Originally Posted by slapphead_otool (Post 8317474)
I remember standing in the Letrobe valley in 1985 and being told that the lignite in that single valley could supply the entire worlds energy requirements for 500 years. Now people starve because we plant biofuels instead of crops. And the lignite still sits in the valley.

sounds like you fell for a bit of hype there - Latrobe valley resources could more likely meet local power station needs for 500 years, not the entire world. :lol:

and yes I suppose you could say that some lignite is just sitting there - but overall the brown coal in the valley is still being mined at a rate of more than 60 million tonnes per year.

http://www.australianminesatlas.gov....wn_coal_09.jsp

iolande Feb 6th 2010 7:25 am

Re: Global warming
 

Originally Posted by slapphead_otool (Post 8313808)
Lets not forget that Dr Rajendra K. Pachauri is actually a former railway mechanic with PhD in..........

ECONOMICS!!!

Yep, the head of the IPCC - the UN Climate Change body, is in fact an economist.

Not a climatologist.

He is as well qualified to speak on climate change as my hairdresser is to speak about brain surgery.:rofl:

That would make sense.
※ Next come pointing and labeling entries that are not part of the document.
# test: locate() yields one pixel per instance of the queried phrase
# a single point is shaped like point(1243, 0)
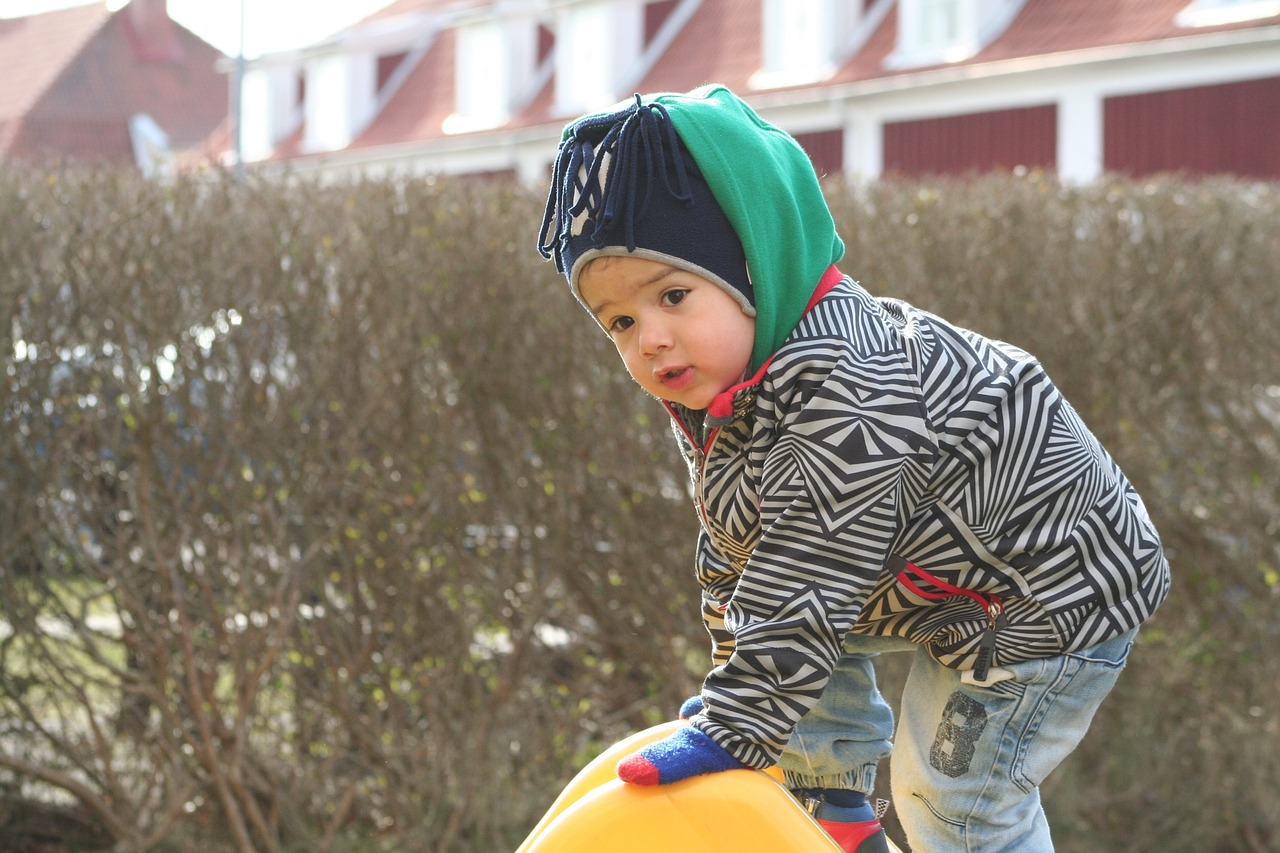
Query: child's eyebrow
point(649, 282)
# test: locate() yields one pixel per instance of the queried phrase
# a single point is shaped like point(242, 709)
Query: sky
point(269, 24)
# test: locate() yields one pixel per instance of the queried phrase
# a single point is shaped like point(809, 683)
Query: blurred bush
point(330, 523)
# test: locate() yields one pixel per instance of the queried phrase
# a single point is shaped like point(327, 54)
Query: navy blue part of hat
point(626, 182)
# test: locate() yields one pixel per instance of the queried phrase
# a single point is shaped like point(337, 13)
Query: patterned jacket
point(888, 473)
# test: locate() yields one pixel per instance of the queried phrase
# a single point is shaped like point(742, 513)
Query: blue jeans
point(968, 757)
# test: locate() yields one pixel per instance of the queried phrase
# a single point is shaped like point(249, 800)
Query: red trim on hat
point(722, 406)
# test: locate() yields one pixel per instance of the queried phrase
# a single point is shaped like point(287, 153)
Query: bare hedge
point(330, 524)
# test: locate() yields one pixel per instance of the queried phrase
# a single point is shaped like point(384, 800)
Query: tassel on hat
point(626, 185)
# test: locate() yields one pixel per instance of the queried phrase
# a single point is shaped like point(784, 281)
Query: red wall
point(976, 142)
point(1228, 128)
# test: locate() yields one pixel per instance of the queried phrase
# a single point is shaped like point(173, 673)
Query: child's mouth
point(676, 378)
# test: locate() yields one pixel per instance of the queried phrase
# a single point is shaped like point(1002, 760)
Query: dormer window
point(1212, 13)
point(803, 40)
point(496, 60)
point(933, 32)
point(606, 42)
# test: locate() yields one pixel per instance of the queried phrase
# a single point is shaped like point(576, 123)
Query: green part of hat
point(769, 191)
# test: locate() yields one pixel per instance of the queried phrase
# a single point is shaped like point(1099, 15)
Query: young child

An economist working with climate scientists about the best way to use resources in order to ensure that the economy doesn't fail. No wonder the IPCC has such a reputation of being very conservative. If they removed the money men then they would probably make us cut carbon by the up to 90% some alarmists demand should have been done by last year.

Funny, one of my economics lecturers at uni specialised in fish and the worked with scientists on the best way of conserving the very depleted fish stocks we have in the world so that industry would survive and the people who relied on fish as their protein source could still be fed.

An economist. Who would have thought it!!!